Ahlâk veya ahlâki davranış bir kültür yada dinin kurallarını izleyen bir dizi olumlu karakter özelliğidir. Toplum içinde insanın uyması gereken yazılı olmayan kurallardır.Ahlâk,fazilet,edep,erdem,etik,vicdan,sorumluluk,adalet gibi kavramlarla harmanlanır ve insana daha ideale doğru yükselme imkanı sağlar. Bunların hepsi bir zincirin halkaları gibidir. Bu halkalardan birinin kırılması, ardından diğer halkaların da tek tek dağılmasına ve kırılmasına yol açar. Ahlak çökerse diğer erdemler de çöker, toplum çöker.

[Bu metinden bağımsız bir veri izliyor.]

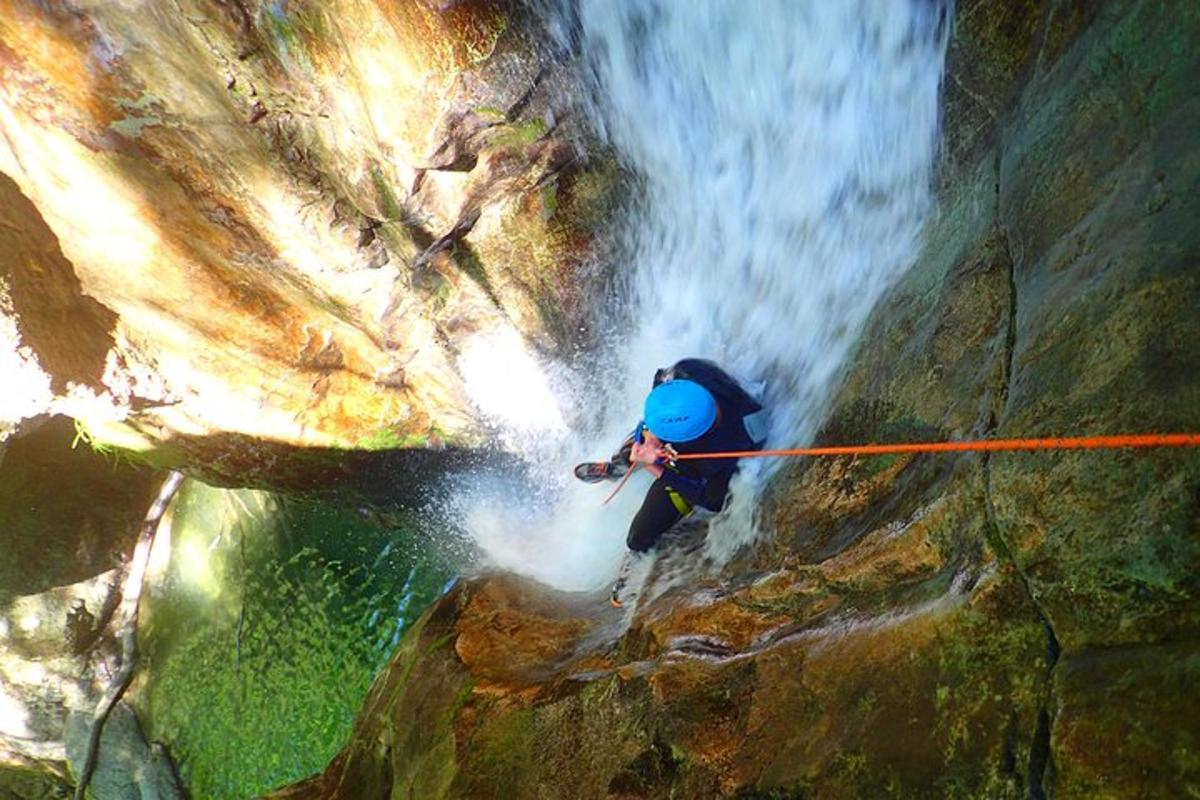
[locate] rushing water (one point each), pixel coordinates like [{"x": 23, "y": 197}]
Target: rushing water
[{"x": 785, "y": 150}]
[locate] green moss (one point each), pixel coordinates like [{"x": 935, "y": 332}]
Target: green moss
[
  {"x": 388, "y": 439},
  {"x": 519, "y": 134}
]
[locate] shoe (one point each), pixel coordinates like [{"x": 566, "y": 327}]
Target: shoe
[{"x": 593, "y": 471}]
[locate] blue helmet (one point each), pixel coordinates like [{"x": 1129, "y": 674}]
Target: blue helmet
[{"x": 679, "y": 410}]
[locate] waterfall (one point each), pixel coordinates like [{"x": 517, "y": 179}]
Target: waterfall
[{"x": 785, "y": 151}]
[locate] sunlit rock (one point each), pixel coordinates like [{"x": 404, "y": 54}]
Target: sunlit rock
[{"x": 277, "y": 221}]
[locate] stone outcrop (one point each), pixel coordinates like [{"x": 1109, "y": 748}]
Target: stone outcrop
[
  {"x": 1005, "y": 626},
  {"x": 61, "y": 543},
  {"x": 240, "y": 222}
]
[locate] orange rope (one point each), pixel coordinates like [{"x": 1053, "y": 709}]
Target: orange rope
[
  {"x": 979, "y": 445},
  {"x": 633, "y": 467}
]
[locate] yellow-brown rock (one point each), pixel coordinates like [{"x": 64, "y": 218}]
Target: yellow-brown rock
[{"x": 280, "y": 221}]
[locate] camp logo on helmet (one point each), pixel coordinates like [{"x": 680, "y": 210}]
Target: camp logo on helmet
[{"x": 679, "y": 410}]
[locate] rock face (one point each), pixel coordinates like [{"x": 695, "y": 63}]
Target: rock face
[
  {"x": 1005, "y": 626},
  {"x": 61, "y": 541},
  {"x": 249, "y": 222}
]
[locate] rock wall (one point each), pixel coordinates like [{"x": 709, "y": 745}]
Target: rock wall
[
  {"x": 280, "y": 222},
  {"x": 1003, "y": 626}
]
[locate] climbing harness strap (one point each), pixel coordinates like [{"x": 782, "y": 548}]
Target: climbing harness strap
[{"x": 678, "y": 501}]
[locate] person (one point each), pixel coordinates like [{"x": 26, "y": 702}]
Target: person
[{"x": 694, "y": 407}]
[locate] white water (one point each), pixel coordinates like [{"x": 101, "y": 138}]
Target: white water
[{"x": 786, "y": 149}]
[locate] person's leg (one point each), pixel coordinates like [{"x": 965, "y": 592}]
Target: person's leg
[{"x": 660, "y": 511}]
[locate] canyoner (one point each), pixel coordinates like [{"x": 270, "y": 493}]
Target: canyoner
[{"x": 694, "y": 408}]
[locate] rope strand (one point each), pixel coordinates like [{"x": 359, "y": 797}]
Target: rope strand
[{"x": 978, "y": 445}]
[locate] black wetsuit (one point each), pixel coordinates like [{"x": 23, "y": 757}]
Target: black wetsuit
[{"x": 696, "y": 482}]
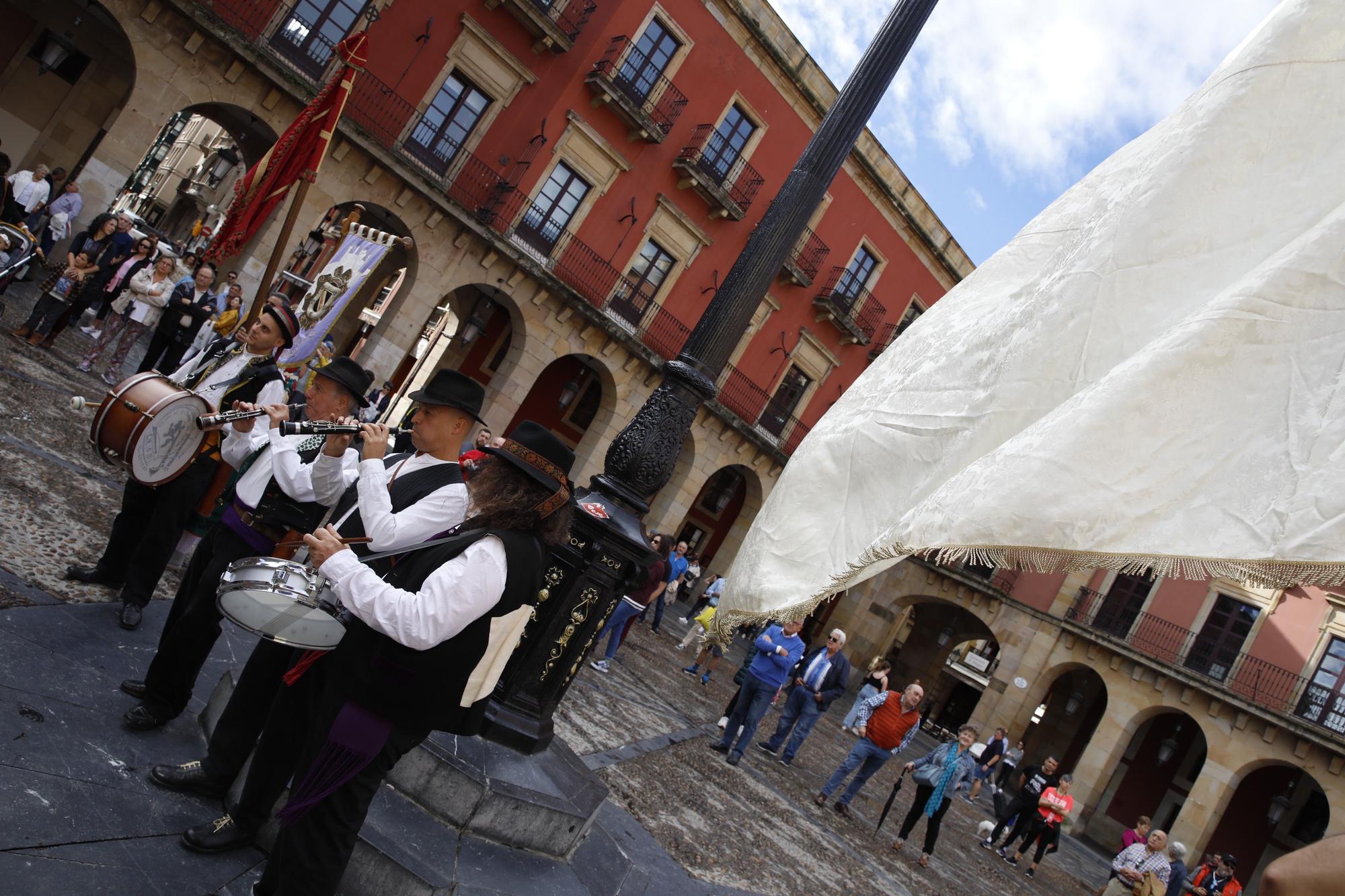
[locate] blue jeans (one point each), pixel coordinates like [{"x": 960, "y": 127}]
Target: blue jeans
[
  {"x": 866, "y": 693},
  {"x": 615, "y": 623},
  {"x": 801, "y": 712},
  {"x": 868, "y": 758},
  {"x": 754, "y": 700}
]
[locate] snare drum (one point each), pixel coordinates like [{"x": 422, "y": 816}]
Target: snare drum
[
  {"x": 283, "y": 602},
  {"x": 149, "y": 425}
]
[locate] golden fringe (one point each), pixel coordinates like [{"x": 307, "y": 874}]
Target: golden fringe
[{"x": 1265, "y": 573}]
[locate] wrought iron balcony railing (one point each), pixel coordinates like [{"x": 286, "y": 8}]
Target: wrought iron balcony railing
[
  {"x": 855, "y": 311},
  {"x": 1227, "y": 667},
  {"x": 751, "y": 404},
  {"x": 714, "y": 169},
  {"x": 805, "y": 263},
  {"x": 637, "y": 91},
  {"x": 555, "y": 24}
]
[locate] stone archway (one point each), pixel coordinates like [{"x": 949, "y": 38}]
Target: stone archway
[
  {"x": 1270, "y": 807},
  {"x": 1155, "y": 775},
  {"x": 1074, "y": 697}
]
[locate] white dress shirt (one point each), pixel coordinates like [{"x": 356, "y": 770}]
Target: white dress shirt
[
  {"x": 432, "y": 514},
  {"x": 295, "y": 478},
  {"x": 213, "y": 386},
  {"x": 453, "y": 598}
]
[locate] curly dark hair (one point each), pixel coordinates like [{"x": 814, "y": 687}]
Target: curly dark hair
[{"x": 504, "y": 497}]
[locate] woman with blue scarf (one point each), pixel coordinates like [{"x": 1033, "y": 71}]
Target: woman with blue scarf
[{"x": 938, "y": 776}]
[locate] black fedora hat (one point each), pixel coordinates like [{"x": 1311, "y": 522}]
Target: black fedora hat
[
  {"x": 451, "y": 389},
  {"x": 349, "y": 376},
  {"x": 541, "y": 455}
]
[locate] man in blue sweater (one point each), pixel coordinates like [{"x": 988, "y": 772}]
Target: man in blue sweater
[{"x": 778, "y": 651}]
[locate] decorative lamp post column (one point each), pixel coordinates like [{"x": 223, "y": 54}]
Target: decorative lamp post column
[{"x": 609, "y": 549}]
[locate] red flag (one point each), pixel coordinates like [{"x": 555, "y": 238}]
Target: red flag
[{"x": 298, "y": 154}]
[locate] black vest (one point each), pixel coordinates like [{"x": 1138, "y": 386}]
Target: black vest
[
  {"x": 247, "y": 385},
  {"x": 404, "y": 491},
  {"x": 423, "y": 689},
  {"x": 280, "y": 510}
]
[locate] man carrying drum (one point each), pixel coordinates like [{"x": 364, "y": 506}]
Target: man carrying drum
[
  {"x": 274, "y": 493},
  {"x": 146, "y": 530},
  {"x": 423, "y": 653},
  {"x": 399, "y": 501}
]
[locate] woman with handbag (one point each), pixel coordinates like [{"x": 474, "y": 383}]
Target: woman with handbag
[{"x": 937, "y": 776}]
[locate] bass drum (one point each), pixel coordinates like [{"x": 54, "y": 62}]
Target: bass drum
[
  {"x": 283, "y": 602},
  {"x": 147, "y": 424}
]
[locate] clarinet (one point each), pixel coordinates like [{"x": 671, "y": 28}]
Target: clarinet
[{"x": 326, "y": 428}]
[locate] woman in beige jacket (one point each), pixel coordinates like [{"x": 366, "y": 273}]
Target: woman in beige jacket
[{"x": 132, "y": 314}]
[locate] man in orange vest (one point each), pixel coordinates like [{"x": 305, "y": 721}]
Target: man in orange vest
[{"x": 886, "y": 729}]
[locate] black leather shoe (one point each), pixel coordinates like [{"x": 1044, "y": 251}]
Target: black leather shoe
[
  {"x": 189, "y": 776},
  {"x": 93, "y": 576},
  {"x": 219, "y": 836},
  {"x": 145, "y": 719},
  {"x": 130, "y": 616}
]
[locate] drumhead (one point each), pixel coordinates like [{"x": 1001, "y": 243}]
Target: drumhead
[
  {"x": 170, "y": 440},
  {"x": 282, "y": 618}
]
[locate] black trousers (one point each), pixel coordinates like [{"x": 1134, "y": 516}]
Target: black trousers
[
  {"x": 311, "y": 856},
  {"x": 245, "y": 716},
  {"x": 194, "y": 622},
  {"x": 1019, "y": 810},
  {"x": 165, "y": 354},
  {"x": 917, "y": 811},
  {"x": 147, "y": 529}
]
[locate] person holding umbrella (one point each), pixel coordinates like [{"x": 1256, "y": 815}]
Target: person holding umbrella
[
  {"x": 938, "y": 776},
  {"x": 886, "y": 728}
]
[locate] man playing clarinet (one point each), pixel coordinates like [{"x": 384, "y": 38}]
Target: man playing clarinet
[
  {"x": 146, "y": 530},
  {"x": 399, "y": 501},
  {"x": 272, "y": 494}
]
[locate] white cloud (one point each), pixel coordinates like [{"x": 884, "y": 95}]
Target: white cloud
[{"x": 1032, "y": 84}]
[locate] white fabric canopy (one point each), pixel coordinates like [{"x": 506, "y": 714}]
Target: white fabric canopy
[{"x": 1149, "y": 374}]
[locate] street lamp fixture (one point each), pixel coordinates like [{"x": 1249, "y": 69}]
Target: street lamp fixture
[
  {"x": 1168, "y": 747},
  {"x": 568, "y": 395},
  {"x": 1280, "y": 806},
  {"x": 1075, "y": 701},
  {"x": 225, "y": 162}
]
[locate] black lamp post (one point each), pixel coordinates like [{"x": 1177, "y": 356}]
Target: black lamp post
[{"x": 607, "y": 546}]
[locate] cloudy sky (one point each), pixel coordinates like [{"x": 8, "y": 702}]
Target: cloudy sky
[{"x": 1004, "y": 104}]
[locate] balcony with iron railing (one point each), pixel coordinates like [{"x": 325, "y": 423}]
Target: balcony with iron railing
[
  {"x": 759, "y": 411},
  {"x": 1270, "y": 686},
  {"x": 636, "y": 91},
  {"x": 805, "y": 263},
  {"x": 555, "y": 24},
  {"x": 377, "y": 115},
  {"x": 719, "y": 173},
  {"x": 852, "y": 309}
]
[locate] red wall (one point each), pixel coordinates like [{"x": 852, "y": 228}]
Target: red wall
[{"x": 708, "y": 77}]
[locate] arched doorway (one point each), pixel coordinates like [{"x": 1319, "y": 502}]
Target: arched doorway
[
  {"x": 1066, "y": 719},
  {"x": 935, "y": 631},
  {"x": 68, "y": 72},
  {"x": 1276, "y": 809},
  {"x": 568, "y": 397},
  {"x": 715, "y": 512},
  {"x": 186, "y": 177},
  {"x": 1156, "y": 774}
]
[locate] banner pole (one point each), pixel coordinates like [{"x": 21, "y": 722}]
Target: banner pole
[{"x": 278, "y": 252}]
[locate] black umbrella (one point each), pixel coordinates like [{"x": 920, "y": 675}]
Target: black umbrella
[{"x": 892, "y": 797}]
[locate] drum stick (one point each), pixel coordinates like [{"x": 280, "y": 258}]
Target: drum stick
[{"x": 362, "y": 540}]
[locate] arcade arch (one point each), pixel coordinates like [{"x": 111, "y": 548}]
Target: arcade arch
[{"x": 1156, "y": 772}]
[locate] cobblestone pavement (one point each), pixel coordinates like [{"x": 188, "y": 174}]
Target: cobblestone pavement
[{"x": 645, "y": 727}]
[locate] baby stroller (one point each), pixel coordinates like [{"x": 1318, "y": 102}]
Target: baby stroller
[{"x": 21, "y": 251}]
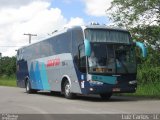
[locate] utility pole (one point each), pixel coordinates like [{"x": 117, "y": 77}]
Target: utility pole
[{"x": 30, "y": 36}]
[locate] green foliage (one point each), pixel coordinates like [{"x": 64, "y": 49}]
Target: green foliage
[
  {"x": 142, "y": 19},
  {"x": 7, "y": 66},
  {"x": 129, "y": 12}
]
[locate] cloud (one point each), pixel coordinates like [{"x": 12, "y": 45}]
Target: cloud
[
  {"x": 97, "y": 7},
  {"x": 37, "y": 17}
]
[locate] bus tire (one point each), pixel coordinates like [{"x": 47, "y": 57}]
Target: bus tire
[
  {"x": 29, "y": 90},
  {"x": 105, "y": 96},
  {"x": 67, "y": 92}
]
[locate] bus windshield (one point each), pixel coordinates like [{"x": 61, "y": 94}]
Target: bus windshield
[{"x": 111, "y": 52}]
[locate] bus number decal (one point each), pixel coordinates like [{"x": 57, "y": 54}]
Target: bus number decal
[{"x": 53, "y": 62}]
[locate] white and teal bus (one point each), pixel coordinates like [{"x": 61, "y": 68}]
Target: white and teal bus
[{"x": 80, "y": 60}]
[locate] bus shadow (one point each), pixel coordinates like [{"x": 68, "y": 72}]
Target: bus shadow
[{"x": 93, "y": 98}]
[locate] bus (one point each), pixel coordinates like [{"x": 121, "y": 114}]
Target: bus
[{"x": 85, "y": 60}]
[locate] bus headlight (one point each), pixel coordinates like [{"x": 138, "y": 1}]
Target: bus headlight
[{"x": 132, "y": 82}]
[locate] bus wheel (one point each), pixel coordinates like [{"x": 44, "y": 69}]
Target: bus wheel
[
  {"x": 106, "y": 96},
  {"x": 28, "y": 88},
  {"x": 67, "y": 90}
]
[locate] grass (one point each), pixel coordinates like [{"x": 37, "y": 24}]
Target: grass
[
  {"x": 8, "y": 81},
  {"x": 151, "y": 90}
]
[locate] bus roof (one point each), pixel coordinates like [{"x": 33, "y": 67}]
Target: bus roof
[{"x": 58, "y": 32}]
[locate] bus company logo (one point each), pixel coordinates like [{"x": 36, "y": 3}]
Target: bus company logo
[{"x": 53, "y": 62}]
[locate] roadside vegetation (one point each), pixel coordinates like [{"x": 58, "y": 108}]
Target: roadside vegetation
[
  {"x": 7, "y": 71},
  {"x": 134, "y": 15}
]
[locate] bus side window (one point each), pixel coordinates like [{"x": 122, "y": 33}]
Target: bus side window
[{"x": 82, "y": 59}]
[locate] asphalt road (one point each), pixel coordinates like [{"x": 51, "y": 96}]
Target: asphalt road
[{"x": 16, "y": 101}]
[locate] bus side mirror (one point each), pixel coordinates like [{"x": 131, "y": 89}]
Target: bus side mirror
[
  {"x": 143, "y": 48},
  {"x": 87, "y": 48}
]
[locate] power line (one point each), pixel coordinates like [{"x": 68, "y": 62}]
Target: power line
[{"x": 30, "y": 36}]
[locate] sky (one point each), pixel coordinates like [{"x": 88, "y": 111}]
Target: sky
[{"x": 42, "y": 17}]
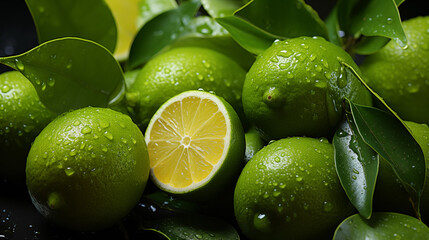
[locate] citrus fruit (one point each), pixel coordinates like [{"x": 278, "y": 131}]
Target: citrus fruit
[
  {"x": 126, "y": 14},
  {"x": 181, "y": 69},
  {"x": 253, "y": 143},
  {"x": 196, "y": 145},
  {"x": 390, "y": 194},
  {"x": 88, "y": 168},
  {"x": 296, "y": 88},
  {"x": 22, "y": 117},
  {"x": 401, "y": 76},
  {"x": 290, "y": 190},
  {"x": 382, "y": 225}
]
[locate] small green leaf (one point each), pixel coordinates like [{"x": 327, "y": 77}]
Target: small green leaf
[
  {"x": 222, "y": 8},
  {"x": 333, "y": 27},
  {"x": 192, "y": 227},
  {"x": 379, "y": 18},
  {"x": 345, "y": 13},
  {"x": 286, "y": 18},
  {"x": 90, "y": 20},
  {"x": 205, "y": 32},
  {"x": 70, "y": 73},
  {"x": 250, "y": 37},
  {"x": 357, "y": 167},
  {"x": 381, "y": 226},
  {"x": 148, "y": 9},
  {"x": 370, "y": 45},
  {"x": 392, "y": 140},
  {"x": 161, "y": 31}
]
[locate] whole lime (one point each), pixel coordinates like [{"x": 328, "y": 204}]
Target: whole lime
[
  {"x": 181, "y": 69},
  {"x": 401, "y": 75},
  {"x": 390, "y": 194},
  {"x": 196, "y": 146},
  {"x": 296, "y": 88},
  {"x": 22, "y": 117},
  {"x": 88, "y": 168},
  {"x": 290, "y": 190},
  {"x": 254, "y": 143}
]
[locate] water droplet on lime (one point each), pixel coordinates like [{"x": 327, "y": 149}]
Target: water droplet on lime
[
  {"x": 262, "y": 222},
  {"x": 86, "y": 130},
  {"x": 69, "y": 171}
]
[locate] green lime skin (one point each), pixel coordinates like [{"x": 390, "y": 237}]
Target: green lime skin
[
  {"x": 401, "y": 76},
  {"x": 390, "y": 194},
  {"x": 179, "y": 70},
  {"x": 296, "y": 88},
  {"x": 254, "y": 143},
  {"x": 22, "y": 117},
  {"x": 87, "y": 169},
  {"x": 290, "y": 190}
]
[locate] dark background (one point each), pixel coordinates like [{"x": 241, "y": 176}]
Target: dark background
[{"x": 18, "y": 217}]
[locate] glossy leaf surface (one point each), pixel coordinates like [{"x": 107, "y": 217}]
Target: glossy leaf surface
[
  {"x": 70, "y": 73},
  {"x": 357, "y": 167},
  {"x": 389, "y": 137},
  {"x": 90, "y": 20},
  {"x": 381, "y": 226},
  {"x": 222, "y": 8},
  {"x": 250, "y": 37},
  {"x": 148, "y": 9},
  {"x": 160, "y": 32}
]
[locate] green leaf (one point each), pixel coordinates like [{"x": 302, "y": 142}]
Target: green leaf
[
  {"x": 357, "y": 167},
  {"x": 333, "y": 27},
  {"x": 205, "y": 32},
  {"x": 160, "y": 32},
  {"x": 90, "y": 20},
  {"x": 392, "y": 140},
  {"x": 370, "y": 45},
  {"x": 286, "y": 18},
  {"x": 250, "y": 37},
  {"x": 345, "y": 13},
  {"x": 379, "y": 18},
  {"x": 148, "y": 9},
  {"x": 192, "y": 227},
  {"x": 381, "y": 226},
  {"x": 70, "y": 73},
  {"x": 222, "y": 8}
]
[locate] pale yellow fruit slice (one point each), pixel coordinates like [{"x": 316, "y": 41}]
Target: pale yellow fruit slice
[{"x": 190, "y": 139}]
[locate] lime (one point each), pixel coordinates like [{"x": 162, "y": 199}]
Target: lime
[
  {"x": 126, "y": 14},
  {"x": 254, "y": 143},
  {"x": 290, "y": 190},
  {"x": 196, "y": 145},
  {"x": 22, "y": 117},
  {"x": 296, "y": 88},
  {"x": 182, "y": 69},
  {"x": 390, "y": 194},
  {"x": 88, "y": 168},
  {"x": 401, "y": 76}
]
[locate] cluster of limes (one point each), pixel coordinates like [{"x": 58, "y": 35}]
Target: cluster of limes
[{"x": 207, "y": 122}]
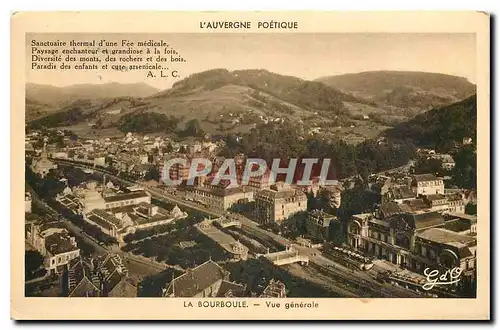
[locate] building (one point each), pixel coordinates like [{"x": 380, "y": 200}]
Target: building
[
  {"x": 27, "y": 202},
  {"x": 278, "y": 203},
  {"x": 132, "y": 198},
  {"x": 275, "y": 289},
  {"x": 415, "y": 240},
  {"x": 204, "y": 281},
  {"x": 121, "y": 221},
  {"x": 427, "y": 184}
]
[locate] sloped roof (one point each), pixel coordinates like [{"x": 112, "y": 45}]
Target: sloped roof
[{"x": 196, "y": 280}]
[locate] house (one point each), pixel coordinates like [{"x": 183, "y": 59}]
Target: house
[
  {"x": 204, "y": 281},
  {"x": 53, "y": 242},
  {"x": 274, "y": 289},
  {"x": 278, "y": 203},
  {"x": 415, "y": 241},
  {"x": 105, "y": 276}
]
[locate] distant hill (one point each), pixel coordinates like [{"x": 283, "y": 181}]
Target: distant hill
[
  {"x": 52, "y": 95},
  {"x": 420, "y": 91},
  {"x": 440, "y": 125}
]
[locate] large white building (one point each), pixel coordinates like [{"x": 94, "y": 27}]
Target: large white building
[
  {"x": 54, "y": 243},
  {"x": 278, "y": 203}
]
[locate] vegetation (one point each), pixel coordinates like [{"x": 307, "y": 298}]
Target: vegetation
[
  {"x": 256, "y": 274},
  {"x": 464, "y": 173},
  {"x": 404, "y": 89},
  {"x": 192, "y": 129},
  {"x": 471, "y": 208},
  {"x": 148, "y": 122}
]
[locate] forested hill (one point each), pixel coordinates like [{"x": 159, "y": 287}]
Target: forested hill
[{"x": 440, "y": 125}]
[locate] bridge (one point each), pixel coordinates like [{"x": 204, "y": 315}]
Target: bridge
[{"x": 288, "y": 256}]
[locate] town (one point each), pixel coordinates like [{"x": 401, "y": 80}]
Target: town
[{"x": 101, "y": 222}]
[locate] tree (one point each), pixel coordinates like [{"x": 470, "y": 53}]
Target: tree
[{"x": 471, "y": 208}]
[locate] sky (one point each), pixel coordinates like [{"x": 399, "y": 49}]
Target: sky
[{"x": 305, "y": 55}]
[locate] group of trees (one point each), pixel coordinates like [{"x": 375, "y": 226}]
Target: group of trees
[
  {"x": 165, "y": 248},
  {"x": 270, "y": 141}
]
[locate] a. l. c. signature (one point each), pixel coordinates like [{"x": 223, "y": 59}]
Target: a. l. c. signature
[{"x": 433, "y": 276}]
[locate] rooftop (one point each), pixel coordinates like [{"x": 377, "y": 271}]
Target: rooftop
[
  {"x": 444, "y": 236},
  {"x": 58, "y": 243}
]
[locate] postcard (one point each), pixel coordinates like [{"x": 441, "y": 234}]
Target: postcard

Bu bağlamda toplumumuzda da giderek şirazenin kaybolduğunu, ahlâki çözülme ile birlikte bunun hayatın farklı alanlarında, farklı çözülme ve bozulmalara da kaynaklık ettiği artık iyice gün yüzüne çıkmıştır. Küresel sistemde modernizm söylemleri ve eylemleri insanların zayıf noktalarını bir silaha dönüştürmüştür ve o namlu artık tüm insanlığa çevrilmiştir.
Sadece tüketen ve rahata, gösterişe dönüşen toplum ,özgürlüğünün ve gücünün sınırlarını aşmış, kendiyle birlikte bütün değerleri de tüketmeye ve yok etmeye başlamıştır.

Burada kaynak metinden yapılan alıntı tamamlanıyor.